Australian renewable energy investors have reiterated their concerns over marginal loss factors at a public hearing, with one arguing that the current system feels like “a lottery” and is “failing”.
The investors made their views known at a public hearing in Sydney this week, held by the Australian Energy Market Commission on its draft determination on a request to change the rules on transmission loss factors. The AEMC’s draft ruling, issued last month, said that it preferred to stick with the existing marginal loss factors framework, despite widespread criticism.
Jevon Carding, associate director of Lighthouse Infrastructure, which operates the Lighthouse Solar Fund, said that volatility in MLFs was causing “extreme anxiety about the prospects of contributing further to new supply in the [National Electricity Market]” among its LPs.
Carding added that some of its projects have seen their equity value reduced by a third “more or less overnight” due to changes in MLFs. “In this context, from an investor’s perspective, loss factors have become less of a locational signal and really feel like more of a lottery,” he said.
Lighthouse Infrastructure is a member of the 20-strong Clean Energy Investor Group.
Robert Grant, spokesman for the CEIG and a consultant to CEIG member John Laing, told the hearing that MLF volatility will have to be priced into investment decisions in future if the current framework is retained, which would manifest in a risk premium that increased the cost of equity by around 2 percent.
Grant said that institutional investors could exit the sector in Australia altogether. “We just go and invest in other asset classes and we leave the buildout to the current incumbents and the oligopoly [if nothing changes], and we then revert to a world where the cost of equity is substantially different and higher than what these institutional and pension fund investors have,” he said.
One of the main arguments put forward by the AEMC in defence of the current MLF framework was its ability to provide strong locational signals to the market about the best places to build new generation.
Matthew Dickie of Innogy Renewables Australia, a subsidiary of Innogy SE, disputed this analysis and said his firm’s sole project experience in Australia to date had “not filled our board with confidence” due to MLF changes.
“The 350MW Limondale Solar Farm, which is in south-west New South Wales [and] currently under construction, has seen its business case significantly impacted by MLF movements since making the final investment decision a little over a year ago. We are supporters of robust locational signals, but the most accurate signal of where to build today is of little use to an investor in a 30-year asset if the signal can fluctuate significantly after the investment is made. At that point, the signal is too late,” he said.
‘An unacceptably high level of risk’
A further submission from Mitesh Kushwaha, manager for global infrastructure at QIC, said that the “unprecedented variability” in MLFs had created an environment with “an unacceptably high level of risk”.
“Putting aside all the political uncertainty, which has also had an adverse impact in relation to the availability of capital and also the cost of capital in the energy sector, there have been significant developments in the regulatory environment which, in our view, have increased investor uncertainty, and therefore reduced both access to capital and increased the cost of capital for the Australian energy sector,” he said.

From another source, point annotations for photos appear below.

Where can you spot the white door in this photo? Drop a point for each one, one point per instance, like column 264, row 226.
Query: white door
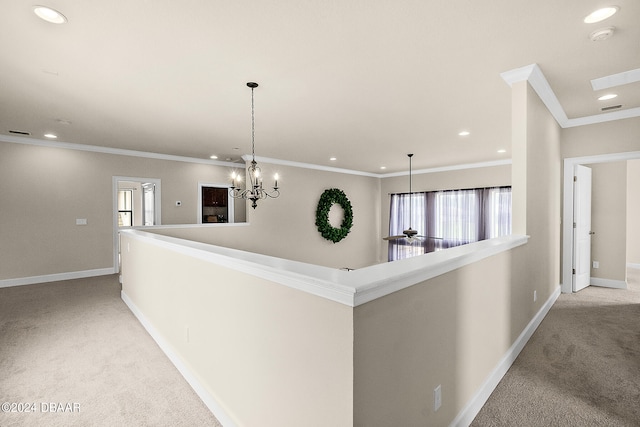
column 582, row 228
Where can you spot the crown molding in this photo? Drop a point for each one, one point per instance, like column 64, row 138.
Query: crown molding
column 450, row 168
column 108, row 150
column 533, row 74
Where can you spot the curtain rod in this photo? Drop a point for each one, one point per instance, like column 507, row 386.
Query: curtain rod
column 457, row 189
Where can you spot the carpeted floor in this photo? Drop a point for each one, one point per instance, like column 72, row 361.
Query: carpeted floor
column 72, row 354
column 580, row 368
column 75, row 345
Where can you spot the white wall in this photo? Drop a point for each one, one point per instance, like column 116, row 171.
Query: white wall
column 633, row 213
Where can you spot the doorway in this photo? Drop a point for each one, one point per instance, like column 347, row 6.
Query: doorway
column 568, row 244
column 136, row 203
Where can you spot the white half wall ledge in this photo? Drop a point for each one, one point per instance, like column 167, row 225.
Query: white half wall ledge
column 351, row 288
column 56, row 277
column 533, row 74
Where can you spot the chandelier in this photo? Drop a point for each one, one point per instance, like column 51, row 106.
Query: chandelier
column 254, row 190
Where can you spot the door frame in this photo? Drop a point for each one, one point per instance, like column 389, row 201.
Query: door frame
column 114, row 210
column 567, row 208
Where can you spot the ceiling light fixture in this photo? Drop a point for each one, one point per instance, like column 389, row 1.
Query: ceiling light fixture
column 410, row 234
column 254, row 190
column 607, row 97
column 49, row 15
column 601, row 14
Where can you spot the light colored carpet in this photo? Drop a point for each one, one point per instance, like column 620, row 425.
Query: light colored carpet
column 75, row 342
column 580, row 368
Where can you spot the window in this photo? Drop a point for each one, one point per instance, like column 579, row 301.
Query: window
column 445, row 219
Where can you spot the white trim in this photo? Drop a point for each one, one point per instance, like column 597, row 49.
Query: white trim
column 533, row 74
column 470, row 411
column 109, row 150
column 211, row 403
column 56, row 277
column 157, row 209
column 248, row 157
column 567, row 207
column 158, row 156
column 608, row 283
column 351, row 288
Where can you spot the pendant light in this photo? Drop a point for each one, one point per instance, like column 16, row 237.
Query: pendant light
column 254, row 190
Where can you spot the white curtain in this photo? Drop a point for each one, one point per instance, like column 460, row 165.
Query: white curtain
column 407, row 211
column 444, row 219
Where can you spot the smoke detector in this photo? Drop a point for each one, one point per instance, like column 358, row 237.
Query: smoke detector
column 601, row 34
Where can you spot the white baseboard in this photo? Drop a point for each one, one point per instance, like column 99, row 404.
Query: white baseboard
column 608, row 283
column 6, row 283
column 200, row 390
column 469, row 412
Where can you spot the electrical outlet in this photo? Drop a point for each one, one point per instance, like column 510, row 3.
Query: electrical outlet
column 437, row 397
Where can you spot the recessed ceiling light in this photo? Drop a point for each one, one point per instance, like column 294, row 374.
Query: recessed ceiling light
column 601, row 34
column 49, row 15
column 601, row 14
column 607, row 97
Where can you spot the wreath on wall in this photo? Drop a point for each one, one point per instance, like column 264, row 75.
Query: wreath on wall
column 328, row 198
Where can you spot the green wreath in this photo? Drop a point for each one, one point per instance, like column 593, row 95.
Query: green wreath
column 328, row 198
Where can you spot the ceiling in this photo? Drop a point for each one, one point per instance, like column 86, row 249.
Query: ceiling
column 365, row 82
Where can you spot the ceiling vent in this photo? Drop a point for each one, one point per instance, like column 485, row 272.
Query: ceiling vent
column 601, row 34
column 612, row 107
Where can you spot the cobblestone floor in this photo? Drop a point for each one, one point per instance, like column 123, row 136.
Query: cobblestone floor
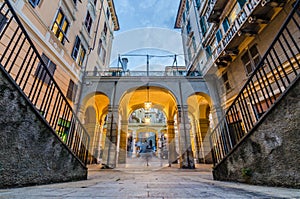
column 149, row 182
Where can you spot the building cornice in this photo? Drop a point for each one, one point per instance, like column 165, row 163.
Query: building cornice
column 179, row 14
column 114, row 14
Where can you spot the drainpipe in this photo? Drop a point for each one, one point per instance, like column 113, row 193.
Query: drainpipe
column 88, row 55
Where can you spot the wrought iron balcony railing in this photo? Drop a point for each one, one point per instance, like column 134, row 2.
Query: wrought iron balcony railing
column 278, row 69
column 139, row 73
column 235, row 27
column 21, row 60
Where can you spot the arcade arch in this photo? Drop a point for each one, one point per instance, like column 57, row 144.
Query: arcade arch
column 199, row 109
column 95, row 109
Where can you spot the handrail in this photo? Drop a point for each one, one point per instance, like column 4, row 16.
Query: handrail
column 119, row 73
column 276, row 71
column 21, row 59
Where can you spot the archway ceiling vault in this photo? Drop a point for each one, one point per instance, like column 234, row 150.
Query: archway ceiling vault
column 100, row 102
column 160, row 98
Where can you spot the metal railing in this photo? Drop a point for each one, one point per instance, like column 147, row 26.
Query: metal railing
column 277, row 70
column 237, row 24
column 139, row 73
column 20, row 58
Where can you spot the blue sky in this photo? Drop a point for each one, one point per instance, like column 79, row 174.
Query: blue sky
column 147, row 27
column 146, row 13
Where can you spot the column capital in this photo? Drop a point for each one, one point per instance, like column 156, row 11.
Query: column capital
column 124, row 122
column 170, row 122
column 113, row 108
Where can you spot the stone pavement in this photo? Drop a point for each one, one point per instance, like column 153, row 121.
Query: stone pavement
column 149, row 182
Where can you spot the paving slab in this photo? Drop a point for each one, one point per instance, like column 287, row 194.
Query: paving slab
column 152, row 183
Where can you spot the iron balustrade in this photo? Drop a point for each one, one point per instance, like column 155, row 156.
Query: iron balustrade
column 235, row 27
column 22, row 61
column 120, row 73
column 277, row 70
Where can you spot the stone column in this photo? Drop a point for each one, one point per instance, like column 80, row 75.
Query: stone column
column 171, row 142
column 187, row 159
column 133, row 144
column 205, row 144
column 196, row 141
column 110, row 149
column 123, row 142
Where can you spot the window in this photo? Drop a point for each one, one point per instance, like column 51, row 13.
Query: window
column 103, row 55
column 198, row 4
column 34, row 3
column 203, row 25
column 226, row 82
column 99, row 46
column 187, row 5
column 219, row 35
column 194, row 43
column 225, row 24
column 188, row 27
column 107, row 13
column 63, row 128
column 88, row 22
column 250, row 59
column 208, row 51
column 41, row 73
column 72, row 89
column 3, row 21
column 60, row 27
column 241, row 2
column 78, row 53
column 105, row 29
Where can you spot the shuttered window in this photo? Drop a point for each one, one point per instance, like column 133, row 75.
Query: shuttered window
column 88, row 22
column 72, row 89
column 60, row 27
column 41, row 73
column 34, row 3
column 3, row 21
column 250, row 59
column 78, row 53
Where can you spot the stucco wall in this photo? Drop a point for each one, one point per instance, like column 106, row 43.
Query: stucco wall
column 270, row 154
column 31, row 153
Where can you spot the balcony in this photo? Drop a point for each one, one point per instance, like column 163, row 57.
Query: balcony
column 248, row 23
column 120, row 73
column 216, row 7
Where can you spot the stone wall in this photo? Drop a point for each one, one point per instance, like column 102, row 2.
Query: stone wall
column 31, row 153
column 270, row 155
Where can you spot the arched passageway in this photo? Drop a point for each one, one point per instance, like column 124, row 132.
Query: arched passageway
column 180, row 137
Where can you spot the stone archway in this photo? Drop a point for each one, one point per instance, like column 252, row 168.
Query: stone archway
column 95, row 108
column 134, row 99
column 199, row 106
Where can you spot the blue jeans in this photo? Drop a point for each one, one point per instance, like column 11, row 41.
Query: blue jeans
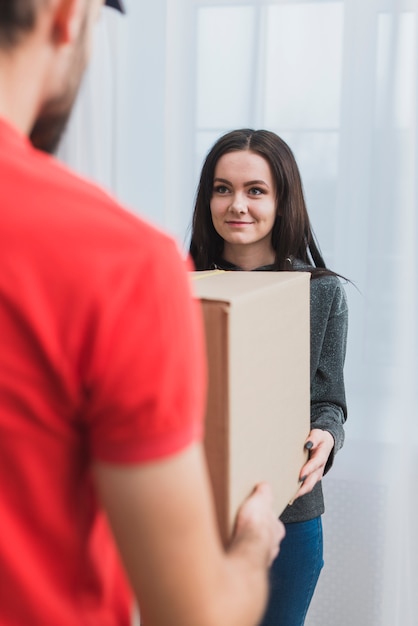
column 294, row 574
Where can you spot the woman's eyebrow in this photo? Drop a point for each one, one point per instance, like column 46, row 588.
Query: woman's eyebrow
column 247, row 184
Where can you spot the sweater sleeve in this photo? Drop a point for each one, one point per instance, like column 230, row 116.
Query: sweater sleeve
column 329, row 323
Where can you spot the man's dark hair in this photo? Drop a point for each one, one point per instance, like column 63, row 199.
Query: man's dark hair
column 17, row 17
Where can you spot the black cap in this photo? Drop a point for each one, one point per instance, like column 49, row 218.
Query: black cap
column 116, row 4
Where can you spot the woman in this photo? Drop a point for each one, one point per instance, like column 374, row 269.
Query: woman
column 250, row 214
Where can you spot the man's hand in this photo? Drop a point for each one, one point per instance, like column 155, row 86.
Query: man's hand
column 257, row 519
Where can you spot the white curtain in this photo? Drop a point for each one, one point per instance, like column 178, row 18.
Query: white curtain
column 338, row 80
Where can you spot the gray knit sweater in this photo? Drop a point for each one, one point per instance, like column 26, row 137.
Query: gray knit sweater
column 329, row 320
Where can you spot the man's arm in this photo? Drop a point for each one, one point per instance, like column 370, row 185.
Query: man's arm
column 163, row 519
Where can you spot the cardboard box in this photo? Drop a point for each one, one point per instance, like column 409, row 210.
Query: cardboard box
column 258, row 411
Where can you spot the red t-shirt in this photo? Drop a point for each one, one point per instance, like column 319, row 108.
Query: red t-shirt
column 100, row 358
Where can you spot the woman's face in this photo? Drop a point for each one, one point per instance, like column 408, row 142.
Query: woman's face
column 243, row 205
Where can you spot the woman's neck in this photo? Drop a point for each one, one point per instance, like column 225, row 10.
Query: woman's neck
column 248, row 257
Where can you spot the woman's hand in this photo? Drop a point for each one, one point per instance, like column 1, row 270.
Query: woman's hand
column 319, row 443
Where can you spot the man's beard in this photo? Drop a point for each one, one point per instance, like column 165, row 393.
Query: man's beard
column 52, row 120
column 49, row 128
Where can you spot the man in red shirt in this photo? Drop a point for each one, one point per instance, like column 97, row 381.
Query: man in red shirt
column 102, row 381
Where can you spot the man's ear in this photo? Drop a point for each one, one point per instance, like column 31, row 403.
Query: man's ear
column 67, row 21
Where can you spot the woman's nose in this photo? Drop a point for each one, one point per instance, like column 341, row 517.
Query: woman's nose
column 238, row 204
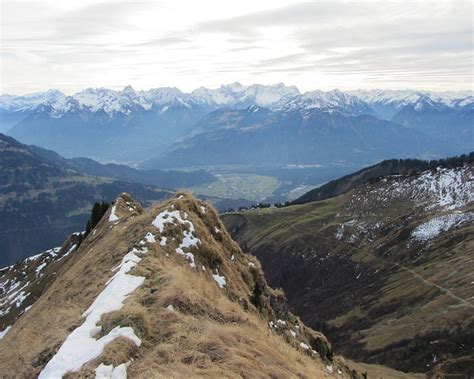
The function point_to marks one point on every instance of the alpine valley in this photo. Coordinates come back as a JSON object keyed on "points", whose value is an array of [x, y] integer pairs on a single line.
{"points": [[237, 232]]}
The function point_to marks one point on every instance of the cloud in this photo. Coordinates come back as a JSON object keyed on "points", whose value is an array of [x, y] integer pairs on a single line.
{"points": [[318, 44]]}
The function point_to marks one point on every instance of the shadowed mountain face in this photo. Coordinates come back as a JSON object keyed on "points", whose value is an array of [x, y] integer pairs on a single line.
{"points": [[167, 292], [41, 202], [383, 269]]}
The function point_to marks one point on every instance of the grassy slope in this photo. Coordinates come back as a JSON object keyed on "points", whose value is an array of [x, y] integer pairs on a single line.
{"points": [[211, 332], [378, 299]]}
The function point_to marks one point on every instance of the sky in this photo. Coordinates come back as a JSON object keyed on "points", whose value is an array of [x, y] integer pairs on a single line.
{"points": [[72, 45]]}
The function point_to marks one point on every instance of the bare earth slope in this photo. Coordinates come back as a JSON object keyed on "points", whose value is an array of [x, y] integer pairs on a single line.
{"points": [[165, 293], [384, 270]]}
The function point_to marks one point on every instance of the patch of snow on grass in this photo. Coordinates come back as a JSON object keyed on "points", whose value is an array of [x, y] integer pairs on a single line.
{"points": [[150, 238], [5, 331], [80, 346], [113, 217], [110, 372], [173, 217], [41, 267], [437, 225]]}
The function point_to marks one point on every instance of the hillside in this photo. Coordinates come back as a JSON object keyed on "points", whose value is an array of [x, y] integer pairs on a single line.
{"points": [[42, 202], [385, 269], [164, 293], [379, 171]]}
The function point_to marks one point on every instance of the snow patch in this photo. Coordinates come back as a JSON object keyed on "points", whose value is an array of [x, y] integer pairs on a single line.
{"points": [[437, 225], [173, 217], [113, 217], [5, 331], [220, 280], [111, 372]]}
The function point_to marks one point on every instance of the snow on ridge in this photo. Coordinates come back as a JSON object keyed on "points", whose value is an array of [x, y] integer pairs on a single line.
{"points": [[432, 228], [113, 217], [80, 346], [443, 188], [110, 372], [170, 217], [5, 331], [219, 279]]}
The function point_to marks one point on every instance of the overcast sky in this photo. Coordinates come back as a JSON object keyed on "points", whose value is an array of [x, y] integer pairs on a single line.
{"points": [[71, 45]]}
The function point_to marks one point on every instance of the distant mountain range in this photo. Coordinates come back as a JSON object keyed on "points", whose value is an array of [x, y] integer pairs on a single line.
{"points": [[44, 197], [157, 126]]}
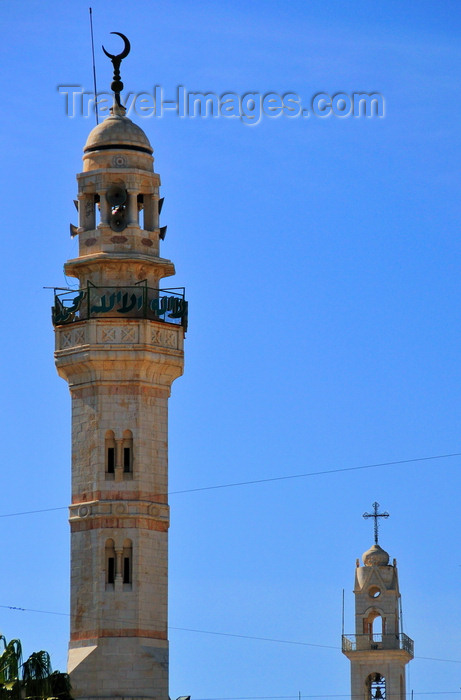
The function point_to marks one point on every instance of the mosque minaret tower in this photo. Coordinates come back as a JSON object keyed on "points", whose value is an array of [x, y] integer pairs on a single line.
{"points": [[119, 345], [379, 650]]}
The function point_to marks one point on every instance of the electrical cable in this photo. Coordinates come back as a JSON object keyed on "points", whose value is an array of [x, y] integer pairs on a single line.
{"points": [[270, 479], [220, 634]]}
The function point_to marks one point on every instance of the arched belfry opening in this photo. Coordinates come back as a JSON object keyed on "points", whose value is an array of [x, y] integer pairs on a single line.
{"points": [[379, 650], [375, 687]]}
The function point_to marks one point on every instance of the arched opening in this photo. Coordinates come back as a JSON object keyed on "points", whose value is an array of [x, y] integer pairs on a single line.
{"points": [[127, 563], [110, 567], [375, 687], [110, 452], [374, 626], [127, 450]]}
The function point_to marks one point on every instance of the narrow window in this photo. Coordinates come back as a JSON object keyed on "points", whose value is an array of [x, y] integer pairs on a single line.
{"points": [[126, 459], [110, 564], [126, 570], [110, 569], [111, 460], [127, 560], [127, 452], [110, 454]]}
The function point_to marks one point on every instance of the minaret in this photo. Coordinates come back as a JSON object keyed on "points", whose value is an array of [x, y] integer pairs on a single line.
{"points": [[378, 651], [119, 345]]}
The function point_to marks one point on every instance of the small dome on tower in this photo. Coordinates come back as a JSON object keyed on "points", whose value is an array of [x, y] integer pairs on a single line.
{"points": [[375, 556], [117, 132]]}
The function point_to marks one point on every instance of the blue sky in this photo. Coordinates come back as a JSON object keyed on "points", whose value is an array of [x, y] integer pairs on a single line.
{"points": [[321, 260]]}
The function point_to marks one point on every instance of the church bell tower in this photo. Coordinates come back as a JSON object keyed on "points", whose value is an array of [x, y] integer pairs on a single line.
{"points": [[119, 345], [379, 650]]}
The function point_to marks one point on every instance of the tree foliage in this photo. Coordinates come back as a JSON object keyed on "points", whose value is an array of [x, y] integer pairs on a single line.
{"points": [[32, 679]]}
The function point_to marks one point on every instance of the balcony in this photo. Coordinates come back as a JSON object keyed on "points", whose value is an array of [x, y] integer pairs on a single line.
{"points": [[371, 642], [138, 301]]}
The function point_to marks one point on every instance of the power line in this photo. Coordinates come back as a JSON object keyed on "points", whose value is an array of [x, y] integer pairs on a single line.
{"points": [[306, 474], [267, 480], [219, 634]]}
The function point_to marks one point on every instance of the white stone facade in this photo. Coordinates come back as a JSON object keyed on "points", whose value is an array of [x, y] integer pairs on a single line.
{"points": [[119, 368]]}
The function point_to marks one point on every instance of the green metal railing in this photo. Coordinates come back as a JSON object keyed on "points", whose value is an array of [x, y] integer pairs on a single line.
{"points": [[137, 301], [371, 642]]}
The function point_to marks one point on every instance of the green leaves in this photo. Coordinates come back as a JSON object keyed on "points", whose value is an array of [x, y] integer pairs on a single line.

QIC is an 80 percent shareholder in the Powering Australia Renewables Fund, a A$1 billion ($685 million; €617 million) fund launched in partnership with AGL Energy in 2016 to invest in Australian renewables. PARF is also a member of the CEIG.
Kushwaha argued that adopting an alternative framework, such as average loss factors that CEIG have advocated for, would help restore investor confidence. “A high degree of certainty will allow equity investors to target lower returns, which will translate to lower electricity prices for consumers,” he said.
Joel Gilmore, regulatory affairs manager for Infigen Energy, was the only person to speak in favour of the draft determination at the hearing and said that Australia’s National Electricity Market was “still investable”.
“MLFs are clearly a part of our decision [on projects], but it’s only a part, and it’s certainly not the biggest challenge that we see to investment,” he said, citing connection delays, system security and unplanned government interventions as bigger concerns.
“We need to accept both the upside and the downside risks and let the market operate for a while so we can have those clear signals [for investment],” he said. “Infigen absolutely supports the AEMC’s draft determination. We think that the AEMC has fairly considered the risks and trade-offs between spot market efficiency on one hand and the contract investment market.”